DETROIT (Reuters) - Auto parts maker Lear Corp (LEA.N) beat Wall Street fourth quarter profit and sales expectations on rising auto sales in North America, the company said on Friday.
The spike of auto sales in Lear’s home market overcame a slight drop in Europe, where the auto industry continues its downward trend.
Lear, the maker of auto seats and electrical power systems, confirmed the 2013 outlook it gave three months ago. That outlook includes sales in the range of $15 billion to $15.5 billion, up from 2012’s revenue of $14.57 billion.
“We continue to win new business globally and expect to benefit from the investments that we are making in component capabilities and the emerging markets,” said Matt Simoncini, president and chief executive officer.
Lear sees 2013 industrywide auto production on North America rising 1 percent, falling 4 percent in Europe and rising 9 percent in China.

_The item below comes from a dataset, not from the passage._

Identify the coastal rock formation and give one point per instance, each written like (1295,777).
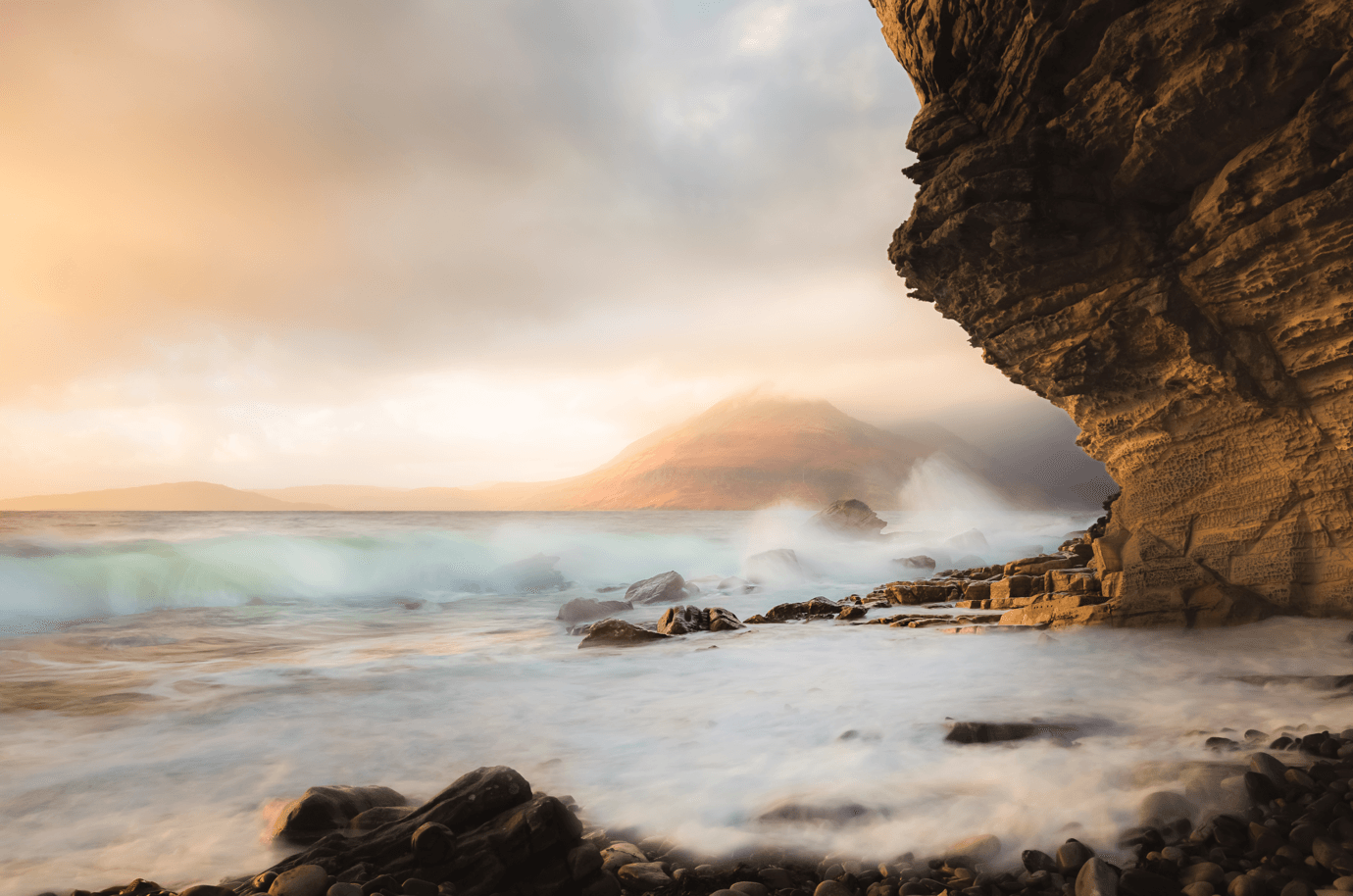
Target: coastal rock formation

North America made up 39 percent of overall company fourth quarter sales, compared with 33 percent from Europe, 18 percent in Asia and 10 percent in the rest of the world. A year ago, Lear’s sales in Europe were higher than in North America.
For the fourth quarter, Lear’s sales in North America rose 14 percent, fell 1 percent in Europe, and rose 13 percent in Asia.
Lear, based in suburban Detroit, reported a net income of $881.9 million, and earnings per share of $9.00, which compares with $106.5 million and $1.03 earnings per diluted share a year ago.
The fourth quarter net income was inflated by tax benefits of $739.3 million, mainly the reversal of a tax valuation allowance of $767 million.
Excluding one-time items, Lear posted earnings per share of $1.48 in the quarter, which beat expectations of $1.37 by analysts polled by Thomson Reuters I/B/E/S.
Revenue in the quarter was $3.72 billion, up from $3.51 billion a year before. Analysts had expected quarterly revenue of $3.55 billion, according to Thomson Reuters I/B/E/S.
For the full year, Lear reported a rise of 3 percent in revenue to $14.57 billion. Yearly net income was $1.28 billion, or $12.85 per diluted share, up from $540.7 million, or $5.08 per diluted share in 2011. The 2012 net income includes the tax valuation allowance from the fourth quarter.
In January, Lear’s board authorized increasing its share repurchase program by $800 million, bringing the total to $1 billion over the next three years. In the fourth quarter, Lear repurchased 1.2 million shares for $50 million and in 2012 bought 5.4 million shares for $223 million.
Among Lear sales, 76 percent comes from its seating business and the remainder for its electrical power systems business.